If tenants have questions, Berchtold encouraged Nevadans to visit the Civil Law Self-Help Center, located in the lobby of the Regional Justice Center in downtown Las Vegas, or visit the center’s website at civillawselfhelpcenter.org. Tenants can also contact Legal Aid Center at 702-386-1070.
He said Legal Aid is currently working on outreach programs as it anticipates a flood of tenants requesting assistance with their eviction notices. It is also planning to open the Civil Law Self-Help Center on Fridays — the office operates Monday to Thursday.

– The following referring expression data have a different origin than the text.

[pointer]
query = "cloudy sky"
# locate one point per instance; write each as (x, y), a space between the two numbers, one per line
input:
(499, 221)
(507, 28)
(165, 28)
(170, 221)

For example, Legal Aid Center announced last week it would be partnering with the Las Vegas-Clark County Library District to provide free eviction-related legal help at various library branches. Tenants will be able to visit the pop-up clinics and meet with Legal Aid lawyers and volunteers, who will provide assistance with online forms and e-filing.
The service is available on a first-come, first-serve basis and tenants are encouraged to bring their eviction notice.
Pop-up events are scheduled from 10 a.m. to 6 p.m. on June 5 at both Whitney, 5175 E. Tropicana Ave., and Clark County, 1401 E. Flamingo Road. The next event takes place June 12 at West Las Vegas, 951 W. Lake Mead Blvd, and again at Clark County.
The CDC eviction moratorium was announced under the Trump administration last year and took effect Sept. 4 — a measure aimed at lowering the spread of COVID-19 as residents were asked to shelter in place. Tenants are still required to back pay missed rental payments and landlords are able to charge or collect fees, penalties or interest.
The CDC enacted the moratorium under the Public Health Service Act of 1944 that allows the federal government to impose measures such as quarantines during public health emergencies.
Friedrich overturned the ruling this month, saying the CDC had exceeded its authority by implementing the ban.
A number of landlords have challenged the CDC order in lower courts, but that has led to conflicting rulings with judges applying it to the parties involved. However, Friedrich’s ruling applies nationwide, writing that the federal government’s request to limit her ruling to the parties in the case is a position “…‘at odds with settled precedent.’”
The Department of Justice appealed the decision on behalf of the CDC and the ruling was stayed by Friedrich until the appeal is decided.
The CDC moratorium was expected to end Dec. 31 but received a series of extensions with the latest expiration date set for June 30.